Tuesday, 16th January, 2001 - Part A: (In which John Fleming puts the hard word on me & think through the Adelaide call)
I am virtually working totally from notes that I have recorded over the last few days at the moment. We are still here at Cowes. I went up to the church this morning, thinking to say morning prayer there (I have, since Sunday morning, been saying all the offices) and found a mass in progress. It was a complete contrast to Sunday, as there were only two people other than the priest there, but after the mass, the priest ("Fr Feilan"--old and very Irish), chatted with me an explained that it was really a private mass on Tuesdays. He had a little pouch around his neck and a small purple stole on, so I figured he was on his way to do sick communions. He asked me if I were a seminary student, and I told him I was a Lutheran in the process of converting to the Catholic Church. I will go back tomorrow if I can for the regular mass at 9am. He allowed me to stay to pray morning prayer as long as I locked the door behind me.
Reading morning prayer, I came across this passage from Isaiah 38 “Like a swallow or a crane I clamour, I moan like a dove. My eyes are weary with looking upward. O Lord, I am oppressed; be my security!” The relevance of that passage will become clear below as I continue to recount my deliberations.
Now, to continue where I left off, relating the events at the dinner at the Holmes' with Fr John Fleming on Friday, 5th January.
When I told John about my call, he immeadiately said, without hesitation: “You shouldn’t take it. You have begun the process of reception, you have been given full episcopal assurances. This is a rich diocese where what the bishop [George Pell] says happens, and he was the one who eventually made things happen for me. For yourself, this is now the second time you have faced the decision to convert. If you turn back now, you will be back again in years to come. Now trust God and follow your calling to the Truth.”
So, that just about decided it for me. I told him as we were leaving that I would get a second opinion (from Anthony), but from that point on I have realised that I am not going to Adelaide after all. Whatever the virtues of a decision to take the call, my integrity would be in question.
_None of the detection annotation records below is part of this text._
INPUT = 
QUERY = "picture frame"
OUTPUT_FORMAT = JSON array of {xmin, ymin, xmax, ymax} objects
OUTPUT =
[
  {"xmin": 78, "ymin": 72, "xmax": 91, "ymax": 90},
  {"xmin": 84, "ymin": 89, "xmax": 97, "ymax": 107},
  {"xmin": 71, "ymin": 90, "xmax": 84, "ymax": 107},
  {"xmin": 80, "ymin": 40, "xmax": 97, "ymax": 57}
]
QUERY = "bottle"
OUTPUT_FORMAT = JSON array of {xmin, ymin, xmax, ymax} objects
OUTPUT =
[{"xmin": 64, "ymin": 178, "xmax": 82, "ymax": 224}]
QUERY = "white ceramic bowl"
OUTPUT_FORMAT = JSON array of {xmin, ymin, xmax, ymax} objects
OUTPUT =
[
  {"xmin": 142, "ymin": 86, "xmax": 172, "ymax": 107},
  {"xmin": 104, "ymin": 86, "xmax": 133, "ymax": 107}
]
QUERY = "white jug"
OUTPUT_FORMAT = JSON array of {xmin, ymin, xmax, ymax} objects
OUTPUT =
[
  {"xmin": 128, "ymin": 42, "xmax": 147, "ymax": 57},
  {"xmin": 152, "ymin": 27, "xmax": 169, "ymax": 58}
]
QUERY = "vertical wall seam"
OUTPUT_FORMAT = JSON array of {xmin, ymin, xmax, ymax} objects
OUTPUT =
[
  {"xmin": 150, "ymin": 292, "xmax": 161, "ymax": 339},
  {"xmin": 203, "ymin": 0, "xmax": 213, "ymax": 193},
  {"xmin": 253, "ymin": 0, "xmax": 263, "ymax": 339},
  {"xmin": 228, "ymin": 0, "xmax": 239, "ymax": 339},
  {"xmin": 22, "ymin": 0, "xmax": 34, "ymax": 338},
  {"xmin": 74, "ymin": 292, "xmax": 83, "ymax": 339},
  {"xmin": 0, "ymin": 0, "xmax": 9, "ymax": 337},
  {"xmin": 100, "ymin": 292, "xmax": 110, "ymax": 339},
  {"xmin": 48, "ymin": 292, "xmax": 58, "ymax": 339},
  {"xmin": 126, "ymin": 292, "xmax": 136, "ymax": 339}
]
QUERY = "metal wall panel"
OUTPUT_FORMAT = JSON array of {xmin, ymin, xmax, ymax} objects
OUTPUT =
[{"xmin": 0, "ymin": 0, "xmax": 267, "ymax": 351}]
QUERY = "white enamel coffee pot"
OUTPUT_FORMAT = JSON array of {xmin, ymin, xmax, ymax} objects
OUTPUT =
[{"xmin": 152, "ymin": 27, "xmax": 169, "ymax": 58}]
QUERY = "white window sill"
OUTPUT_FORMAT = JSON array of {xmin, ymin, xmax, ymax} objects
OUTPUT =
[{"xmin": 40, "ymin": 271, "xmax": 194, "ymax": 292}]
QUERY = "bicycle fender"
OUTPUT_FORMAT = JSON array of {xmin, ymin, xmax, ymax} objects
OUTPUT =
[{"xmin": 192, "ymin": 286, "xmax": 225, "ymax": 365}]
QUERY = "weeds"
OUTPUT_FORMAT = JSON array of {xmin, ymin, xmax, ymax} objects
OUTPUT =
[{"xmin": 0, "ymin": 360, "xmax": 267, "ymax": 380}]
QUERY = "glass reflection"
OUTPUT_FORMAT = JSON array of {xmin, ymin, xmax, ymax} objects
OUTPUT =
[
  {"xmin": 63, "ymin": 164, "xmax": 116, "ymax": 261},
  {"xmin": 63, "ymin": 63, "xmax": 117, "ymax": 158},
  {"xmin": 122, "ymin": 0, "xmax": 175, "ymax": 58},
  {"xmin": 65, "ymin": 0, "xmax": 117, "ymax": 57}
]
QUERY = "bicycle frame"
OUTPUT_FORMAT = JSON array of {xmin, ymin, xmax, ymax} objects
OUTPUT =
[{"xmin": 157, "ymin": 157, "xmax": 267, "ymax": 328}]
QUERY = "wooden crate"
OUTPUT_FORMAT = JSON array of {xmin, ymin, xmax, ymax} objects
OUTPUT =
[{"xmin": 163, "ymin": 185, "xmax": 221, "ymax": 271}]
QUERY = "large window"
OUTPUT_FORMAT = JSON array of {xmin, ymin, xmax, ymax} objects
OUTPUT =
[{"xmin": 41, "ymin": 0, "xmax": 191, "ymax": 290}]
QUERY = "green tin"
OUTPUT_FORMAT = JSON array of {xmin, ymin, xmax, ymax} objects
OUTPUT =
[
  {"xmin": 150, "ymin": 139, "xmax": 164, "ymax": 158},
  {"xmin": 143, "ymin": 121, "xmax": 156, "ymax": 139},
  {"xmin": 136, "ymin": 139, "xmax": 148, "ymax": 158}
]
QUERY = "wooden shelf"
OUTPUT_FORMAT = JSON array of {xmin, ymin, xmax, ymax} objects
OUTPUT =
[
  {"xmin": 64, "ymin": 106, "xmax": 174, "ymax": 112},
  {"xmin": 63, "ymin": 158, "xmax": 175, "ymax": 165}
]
The word “integrity” only entered this consideration the next day, however, when I was talking to Pastor DB on the phone. He said breaking off the process at this point would do significant damage to my integrity “in an engineering sense”--by which I took him to mean not my own interior integrity, but the way my integrity would be viewed externally by others in both churches. He went on to remind me of what he had often said before, that God will bless whatever decision I make, just as a father blesses whatever good thing his son decides to do. In other words, “whatever you decide, that will be God’s will for you.”
Still I was not at all comfortable with the fact that I was going to have to turn this call down. Some days later I was on my way between Martin Luther Homes and my chiropractor in Tecoma when it occured to me that this call was so attractive to me because it met some deep psychological needs in me. I wrote the following in the back of my travel log as I sat in the chiropractor’s waiting room:
What needs does this call meet in me? Why is it so powerful? As a call, it seems almost/at least as powerful as the call to the Catholic Church.
1) It gets me (and my family) out of a very stressful situation;
2) I really do have a strong impulse to work in an enclosed community as part of a a pastoral care team, where my skills are valued (Something of the monastry in this? Prayer and worship life?);
3) My call to pastoral ministry is still very strong--the chance to get away from the desk (although I enjoy that type of work, it isn’t very fulfilling) and into direct person to pastor pastoral care (nb. I ask myself my President’s question: "Do I desire this call because I can afirm my ministry? specifically in the Lutheran Church?" I don’t think so. It is almost that this call has a pull on my heart despite the fact that it is Lutheran);
4) Would this call be more/less powerful if a) it wasn’t in Adelaide? More. b) it wasn’t Lutheran but Catholic? More.
5) It provides a secure future--a career path--hence financial security also;
6) Some part of me senses that it might return my family to me and me to my family; that this would give me time for them and for myself--perhaps that is the more accurate reading: My need for time... structured time? Clear “on/off” time?
7) the need for clear, unambiguous job expectations which I know that I can fulfill.
What is it then that I am trying to get out of in this “stressful” situation alluded to in 1) above?
1) insecurity (future job and financial);
2) lack of personal/family/structured time;
3) no clear boundaries.
The call to Hope Valley would seem to provide all of these.